Une ouverture de saison résolument placée sous le signe du surnaturel et du mysticisme avec l'Ange de Feu de Prokofiev. Point de lever de rideau traditionnel, le décor sombre et gris de Johannes Schütz fait de panneaux mobiles, permettant de moduler les espaces au gré de la narration, s'impose à nous. Certes, ces pans de mur gris ne sont pas du plus bel effet esthétique, mais les déplacements ingénieux des personnages à l'intérieur de ce décor font du plateau un véritable labyrinthe. On passe de l'auberge de campagne à Cologne en un tour de main, sans jamais perdre le fil.

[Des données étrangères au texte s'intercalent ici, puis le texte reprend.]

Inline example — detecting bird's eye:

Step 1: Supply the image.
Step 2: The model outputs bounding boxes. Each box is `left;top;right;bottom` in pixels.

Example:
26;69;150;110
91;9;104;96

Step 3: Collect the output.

L'œuvre se veut immédiate, directe, à l'image de la première intervention de la mezzo-soprano Margarita Nekrasova au timbre sombre et incisif, dans le rôle de l'Hôtesse. Quelques minutes seulement suffisent à l'auditeur pour comprendre que les passions et obsessions de Renata remontent à son enfance. Si on ne sait quels furent les maux qu'elle eût à souffrir – on peut le deviner –, la présence de ses répliques enfants et jeunes filles, figures fantomatiques largement présentes sur scène, en témoigne. Cette femme en recherche de l'être aimé et fantasmé est interprétée par Ausrine Stundyte – que nous avions le plaisir de découvrir à Lyon la saison passée en Lady Macbeth – remarquable d'un bout à l'autre de la pièce. Elle nous offre un chant profondément incarné, d'une incroyable corporalité. Le timbre est uni du grave à l'aigu et la prouesse théâtrale étonnante. De la même manière, Laurent Naouri, seul français de la distribution, campe un Ruprecht singulier. La voix est riche, dense, le personnage habité. Aucun geste n'est de trop. Ce couple – maléfique peut-être – flirte avec la perfection.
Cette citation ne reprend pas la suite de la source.